2. Rooster was a Witness
3. Distance by Clockwork
5. Hug the Greyhound
6. Box Lily
7. How Do We Catch Up
8. Hope Machine
11. The Face of Mount Molehill
12. She Eats Flies
Neil Cowley - Piano
Rex Horan - Bass
Evan Jenkins - Drums
Julian Ferraretto, Miles Brett - Violins
Alex Eichenberger - Cello
Helen Sanders-Hewett - Viola
Recorded live on July 11th, 2012 at the Miles Davis Hall, Montreux, Switzerland.
In an amusing and informative sleeve-note, Neil Cowley explains that the band arrived in Montreux in a state of `beaten-upness' after dealing with the frustrations of lost luggage and the unpleasantness of a nausea bug. Happily, they were immediately calmed by the magnificent view across the lake and the relaxed efficiency of the jazz festival staff.

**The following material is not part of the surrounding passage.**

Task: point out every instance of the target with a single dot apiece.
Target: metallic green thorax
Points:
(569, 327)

The Cowley band had just released their successful fourth studio album, The Face of Mount Molehill, and eight tracks from that CD are played on this live recording. With no time restraints imposed on them, they were allowed to stretch out and play for as long as they wished. The result is one of the most enjoyable live recordings I've heard in a long time.
The opening track, a restrained and haunting solo piece, Lament, gives no hint of the energy and exuberance of the music that surges off every succeeding track. All the tunes are Cowley originals (except Meyer which is credited to the trio as a whole) and bear the same hallmark of an instantly attractive melodic hook and irresistibly compelling rhythmic patterns. Cowley, Horan and Jenkins have played together for so long that their empathy is telepathic, but the bonus of a string quartet on the majority of the tracks lends added dimensions of harmonic depth and inspiration.
I was reminded at times of Brad Mehldau's trio, the late lamented Esbjorn Svensson and, dare I say it, Jerry Lee Lewis! I would find it hard to believe, on the evidence of the storming keyboard assaults on the final two tracks, that Cowley, despite being classically-trained, was not inspired by the veteran rocker! Not that Cowley is incapable of the need for rhythmic contrast and reflection as evidenced by the luscious upper-register traceries on Box Lily. But it's his powerful left hand that dominates with a boisterous brio that's irresistible.
I simply can't stop playing this exhilarating CD. Thank heavens for the wonderful view across the lake at Montreux!